NATS Weekly #11

Week of January 24 - 30, 2022

🗞 Announcements, writings, and projects

A short list of announcements, blog posts, projects updates and other news.

⚡Releases

💬 Discussions

Github Discussions from various NATS repos.

Are the metrics for in/out bytes and message-count that are reported by the nats-server 100% accurate or are they approximations?
jetstream: slow consumer (or what can you do to prevent this)
NATS Terminology Clarification
Background Service??? (using nats.net)

💡 Recently asked questions

Questions sourced from Slack, Twitter, or individuals. Responses and examples are in my own words, unless otherwise noted.

Can I increase replication factor on already existing stream?

As of NATS Server v2.7.3, replicas on a stream can be dynamically scaled up or down through a stream configuration update.

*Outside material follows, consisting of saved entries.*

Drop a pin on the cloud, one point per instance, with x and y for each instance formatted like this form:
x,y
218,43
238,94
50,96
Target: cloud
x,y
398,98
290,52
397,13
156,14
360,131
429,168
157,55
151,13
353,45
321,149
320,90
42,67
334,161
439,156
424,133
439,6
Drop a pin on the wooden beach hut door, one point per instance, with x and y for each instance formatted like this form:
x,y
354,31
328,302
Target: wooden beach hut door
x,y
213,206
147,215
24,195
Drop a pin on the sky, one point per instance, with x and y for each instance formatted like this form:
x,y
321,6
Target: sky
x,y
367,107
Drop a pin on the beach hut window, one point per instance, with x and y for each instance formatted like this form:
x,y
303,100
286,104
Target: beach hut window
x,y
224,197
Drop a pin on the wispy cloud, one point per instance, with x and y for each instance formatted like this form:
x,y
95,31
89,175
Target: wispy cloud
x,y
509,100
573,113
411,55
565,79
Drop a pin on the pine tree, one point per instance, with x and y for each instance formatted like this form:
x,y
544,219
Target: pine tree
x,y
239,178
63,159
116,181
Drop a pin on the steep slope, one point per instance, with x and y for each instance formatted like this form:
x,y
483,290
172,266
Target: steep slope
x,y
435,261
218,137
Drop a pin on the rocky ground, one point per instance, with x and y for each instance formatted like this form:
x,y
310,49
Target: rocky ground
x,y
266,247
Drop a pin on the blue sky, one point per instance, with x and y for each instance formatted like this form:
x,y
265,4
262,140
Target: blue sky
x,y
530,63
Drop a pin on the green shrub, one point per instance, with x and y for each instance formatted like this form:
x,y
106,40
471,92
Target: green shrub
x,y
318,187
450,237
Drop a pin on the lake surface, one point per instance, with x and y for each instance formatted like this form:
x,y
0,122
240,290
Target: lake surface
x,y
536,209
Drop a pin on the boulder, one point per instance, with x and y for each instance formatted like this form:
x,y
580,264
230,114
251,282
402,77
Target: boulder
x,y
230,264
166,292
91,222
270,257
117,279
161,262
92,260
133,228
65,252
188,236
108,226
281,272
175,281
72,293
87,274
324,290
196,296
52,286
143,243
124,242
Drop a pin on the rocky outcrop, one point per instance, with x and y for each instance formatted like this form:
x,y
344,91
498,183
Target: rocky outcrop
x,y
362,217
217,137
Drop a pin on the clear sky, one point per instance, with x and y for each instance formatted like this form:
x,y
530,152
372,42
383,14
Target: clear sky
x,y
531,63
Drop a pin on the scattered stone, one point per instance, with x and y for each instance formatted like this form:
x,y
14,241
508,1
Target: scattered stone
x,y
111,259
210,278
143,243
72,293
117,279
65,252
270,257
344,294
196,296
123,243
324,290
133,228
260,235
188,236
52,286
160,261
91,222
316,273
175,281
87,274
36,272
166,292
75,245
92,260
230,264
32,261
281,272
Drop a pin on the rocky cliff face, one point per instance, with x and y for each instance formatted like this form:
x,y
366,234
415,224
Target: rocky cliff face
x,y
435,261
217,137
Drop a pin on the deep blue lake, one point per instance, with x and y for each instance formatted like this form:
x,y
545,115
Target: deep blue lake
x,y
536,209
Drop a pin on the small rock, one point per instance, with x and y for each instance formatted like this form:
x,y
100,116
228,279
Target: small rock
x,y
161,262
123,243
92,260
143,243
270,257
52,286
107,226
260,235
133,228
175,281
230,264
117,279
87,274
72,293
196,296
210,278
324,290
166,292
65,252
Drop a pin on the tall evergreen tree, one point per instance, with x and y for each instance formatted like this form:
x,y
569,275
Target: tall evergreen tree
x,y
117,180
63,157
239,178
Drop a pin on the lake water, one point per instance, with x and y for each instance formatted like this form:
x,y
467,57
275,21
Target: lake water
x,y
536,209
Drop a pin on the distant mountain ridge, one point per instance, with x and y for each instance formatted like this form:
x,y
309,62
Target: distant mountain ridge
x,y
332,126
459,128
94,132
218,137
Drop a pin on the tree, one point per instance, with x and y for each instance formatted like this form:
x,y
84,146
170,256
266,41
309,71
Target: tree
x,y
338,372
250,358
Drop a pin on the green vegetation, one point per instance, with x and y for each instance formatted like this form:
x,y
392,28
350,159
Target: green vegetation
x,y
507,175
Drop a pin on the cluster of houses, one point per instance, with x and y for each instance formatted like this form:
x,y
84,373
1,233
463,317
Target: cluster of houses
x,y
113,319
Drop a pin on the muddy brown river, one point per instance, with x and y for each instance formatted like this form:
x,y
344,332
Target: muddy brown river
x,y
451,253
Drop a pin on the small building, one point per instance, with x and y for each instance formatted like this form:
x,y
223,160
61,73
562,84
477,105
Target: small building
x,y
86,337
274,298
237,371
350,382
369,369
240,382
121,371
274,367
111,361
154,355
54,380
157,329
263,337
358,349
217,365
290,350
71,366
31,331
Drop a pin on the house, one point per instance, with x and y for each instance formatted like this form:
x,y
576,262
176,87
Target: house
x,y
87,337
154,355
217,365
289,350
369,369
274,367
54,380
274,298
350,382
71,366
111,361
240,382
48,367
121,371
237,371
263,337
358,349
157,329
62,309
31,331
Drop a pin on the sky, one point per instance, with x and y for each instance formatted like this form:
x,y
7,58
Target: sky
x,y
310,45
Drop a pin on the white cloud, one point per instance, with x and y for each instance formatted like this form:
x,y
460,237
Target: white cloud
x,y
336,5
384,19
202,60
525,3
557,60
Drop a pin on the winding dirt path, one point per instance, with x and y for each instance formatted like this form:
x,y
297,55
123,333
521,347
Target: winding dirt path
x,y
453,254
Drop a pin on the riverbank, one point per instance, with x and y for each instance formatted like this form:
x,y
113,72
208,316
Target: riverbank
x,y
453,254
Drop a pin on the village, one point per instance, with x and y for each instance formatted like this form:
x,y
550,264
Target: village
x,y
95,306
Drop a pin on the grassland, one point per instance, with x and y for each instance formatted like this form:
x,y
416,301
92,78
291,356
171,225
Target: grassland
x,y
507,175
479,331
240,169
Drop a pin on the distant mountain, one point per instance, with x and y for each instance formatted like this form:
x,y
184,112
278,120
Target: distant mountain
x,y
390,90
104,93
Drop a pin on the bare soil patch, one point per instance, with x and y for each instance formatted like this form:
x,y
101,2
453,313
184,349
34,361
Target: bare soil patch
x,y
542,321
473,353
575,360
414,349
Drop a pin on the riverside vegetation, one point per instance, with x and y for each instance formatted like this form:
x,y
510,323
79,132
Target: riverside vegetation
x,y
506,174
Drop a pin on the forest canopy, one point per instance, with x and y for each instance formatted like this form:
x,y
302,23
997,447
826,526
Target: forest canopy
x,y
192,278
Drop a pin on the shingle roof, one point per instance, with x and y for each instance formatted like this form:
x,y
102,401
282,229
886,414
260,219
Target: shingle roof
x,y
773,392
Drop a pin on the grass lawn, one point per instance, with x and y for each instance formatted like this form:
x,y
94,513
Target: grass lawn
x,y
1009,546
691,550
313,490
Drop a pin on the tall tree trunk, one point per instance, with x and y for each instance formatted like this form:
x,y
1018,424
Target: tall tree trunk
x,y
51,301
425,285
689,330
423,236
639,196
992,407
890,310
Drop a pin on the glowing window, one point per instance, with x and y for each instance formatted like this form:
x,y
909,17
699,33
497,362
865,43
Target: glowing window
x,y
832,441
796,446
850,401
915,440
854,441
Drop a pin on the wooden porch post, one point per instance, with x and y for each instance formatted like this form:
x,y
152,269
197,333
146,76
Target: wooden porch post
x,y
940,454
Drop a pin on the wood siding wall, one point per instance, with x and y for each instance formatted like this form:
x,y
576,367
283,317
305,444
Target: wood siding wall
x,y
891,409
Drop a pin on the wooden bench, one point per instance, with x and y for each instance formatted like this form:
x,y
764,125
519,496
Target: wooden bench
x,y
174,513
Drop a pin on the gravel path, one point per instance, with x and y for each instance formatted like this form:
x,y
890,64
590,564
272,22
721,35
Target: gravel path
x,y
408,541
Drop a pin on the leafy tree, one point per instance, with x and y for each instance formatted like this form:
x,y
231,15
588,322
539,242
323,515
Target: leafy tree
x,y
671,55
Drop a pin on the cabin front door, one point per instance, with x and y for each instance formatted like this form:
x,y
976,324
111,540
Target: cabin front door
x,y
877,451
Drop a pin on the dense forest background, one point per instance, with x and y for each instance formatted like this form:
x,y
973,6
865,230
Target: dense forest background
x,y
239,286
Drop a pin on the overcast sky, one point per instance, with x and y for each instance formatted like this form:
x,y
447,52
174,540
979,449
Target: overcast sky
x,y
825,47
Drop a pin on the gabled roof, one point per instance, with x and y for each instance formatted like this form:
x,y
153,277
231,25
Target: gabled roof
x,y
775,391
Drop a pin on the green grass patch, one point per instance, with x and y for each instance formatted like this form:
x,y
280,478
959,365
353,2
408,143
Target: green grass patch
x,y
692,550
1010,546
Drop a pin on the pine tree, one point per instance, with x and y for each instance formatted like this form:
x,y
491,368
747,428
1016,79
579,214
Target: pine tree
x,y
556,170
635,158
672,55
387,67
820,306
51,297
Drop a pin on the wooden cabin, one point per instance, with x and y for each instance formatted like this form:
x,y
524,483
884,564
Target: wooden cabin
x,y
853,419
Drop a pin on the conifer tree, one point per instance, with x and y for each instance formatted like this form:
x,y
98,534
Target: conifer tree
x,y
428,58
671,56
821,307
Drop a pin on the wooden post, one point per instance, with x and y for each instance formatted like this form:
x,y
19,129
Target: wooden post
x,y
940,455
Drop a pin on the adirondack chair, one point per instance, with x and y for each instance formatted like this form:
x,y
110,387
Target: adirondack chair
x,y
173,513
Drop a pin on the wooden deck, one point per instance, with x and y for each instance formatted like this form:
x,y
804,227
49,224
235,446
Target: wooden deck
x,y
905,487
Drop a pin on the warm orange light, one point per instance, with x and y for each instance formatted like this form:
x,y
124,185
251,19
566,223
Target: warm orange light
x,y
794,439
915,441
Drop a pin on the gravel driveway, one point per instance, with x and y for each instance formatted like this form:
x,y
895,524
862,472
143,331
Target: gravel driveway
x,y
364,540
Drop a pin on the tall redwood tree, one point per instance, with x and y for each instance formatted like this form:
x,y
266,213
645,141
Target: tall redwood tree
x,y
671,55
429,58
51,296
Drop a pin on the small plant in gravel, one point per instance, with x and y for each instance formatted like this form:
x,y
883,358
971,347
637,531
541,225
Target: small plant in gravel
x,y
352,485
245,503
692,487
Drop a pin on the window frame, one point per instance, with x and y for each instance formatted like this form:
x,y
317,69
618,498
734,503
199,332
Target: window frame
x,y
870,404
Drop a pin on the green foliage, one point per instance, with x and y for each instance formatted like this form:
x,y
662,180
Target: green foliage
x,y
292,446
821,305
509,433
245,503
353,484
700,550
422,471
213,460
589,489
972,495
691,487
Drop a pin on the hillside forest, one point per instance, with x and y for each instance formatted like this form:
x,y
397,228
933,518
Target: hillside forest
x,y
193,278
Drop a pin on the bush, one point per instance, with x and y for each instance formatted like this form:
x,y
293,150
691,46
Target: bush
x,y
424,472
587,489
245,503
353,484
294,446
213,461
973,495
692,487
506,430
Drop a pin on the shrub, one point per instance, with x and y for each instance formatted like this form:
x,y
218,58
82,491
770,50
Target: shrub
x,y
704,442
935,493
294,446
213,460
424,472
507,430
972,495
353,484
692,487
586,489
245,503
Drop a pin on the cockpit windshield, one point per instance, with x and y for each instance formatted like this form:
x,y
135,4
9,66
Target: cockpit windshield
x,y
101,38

Currently, this is not natively supported by editing the stream configuration. However this can be done with a fairly straightforward backup and restore sequence (with a few caveats).

Let’s assume we have a stream called events and a consumer called db-writer that consumes from the stream.

The first step is to backup the stream including the consumer state to a non-existent or empty directory and then immediately deleting stream (please read the first caveat below before doing this).

nats stream backup --consumers events ./events

nats stream rm events

The directory will contain the files backup.json and stream.tar.s2. The backup.json file contains the configuration of the stream including the num_replicas field which can be changed to 3.

Once the file is changed and saved you can restore:

nats stream restore events ./events

This will recreate the stream with the same name and restore all the consumer state. Existing subscriptions for consumers will remain connected and (should) pickup where they left off.

The caveats to keep in mind include:

A backup is a snapshot in time, so if new events come in prior to deleting the stream, those events are lost. If you can pause publishers or otherwise guarantee events have been received in the meantime, then you should be good. If you are really paranoid, you could create a mirror stream of the stream being deleted, delete the stream, and then do the backup off the mirror.
When the stream is deleted, publishers may have undesired behavior. The best case scenario is that a publisher is setup to expect an ack from the stream and will retry until it gets one. The worse case scenario is that it is publishing without requiring an ack and those messages will be sent into the abyss.
Doing this on a very large stream or highly active stream may be untenable. I don’t have any benchmark/max size in mind, but if you have a staging environment to test this approach on first (with near-production traffic), that would be wise to ensure it works. And again, setting up a mirror stream could be a great disaster recovery option if something goes awry.

In a NATS cluster, do all published messages propagate to all nodes?

No, each node keeps track of a list of subject interests based on the clients that are connected. This subject list is gossiped to the other nodes so an incoming message to a node is only forwarded to nodes that have interest in that message subject.

If this was not the case, messaging would get exponentially more costly for every new node that is added to the cluster.

A related question has been asked before.

What is the right balance of streams and subjects?

I answered a related question here (can I have thousands or millions of streams?) and went into further detail about the difference between a stream and subject here.

This recent question of balance is a bit more subtle. Ultimately, the only way to confirm you designed the streams well is to benchmark them.

However, there a few guiding heuristics that can be used to inform a proper design.

Design your subjects first. Think about the desired hierarchy and desired access patterns (filters) on those subjects on the consumption side. Concurrent publishers from different contexts should always have a token differentiating these contexts (e.g. geographical region). This provides more information for subject interest and routing, but acknowledges that they are concurrent messages rather than treating them as one serial stream.
Once the subject hierarchy is designed, determine what the desired throughput of the publishers should be. It my be perfectly possible to use one (replicated) stream to satisfy your entire subject space. If not, use those “context tokens” as an opportunity to split up subjects across N streams to achieve the desired throughput. Replication (consensus) is managed on a per-stream basis, so streams will perform differently.
If there are a set of subjects that require extreme performance (on some axis), recall that a NATS cluster can have many JetStream nodes that streams are provisioned on. There could be a set of nodes that have better hardware (more memory/CPU) that can serve those specific streams. Currently, there is no stream-to-node affinity support, but this could likely be achieved using a leaf node cluster.
Since there can N consumers associated with a single stream each overlapping or different subject filters, the number of consumers on the stream may be useful to consider as well. Consumer state is replicated on the same nodes that the stream is itself is replicated on. So splitting up the streams will mean the consumers are split up as well. The trade-off is that a consumer is bound to a single stream, so cross-stream use cases would need to be managed manually in the application (which is not hard!).

These heuristics get more and more into the weeds, but as a rule of thumb, assume one stream, design your subject space, think about how many publishers and consumers you will have, do some benchmarking if you are concerned about a specific bottleneck.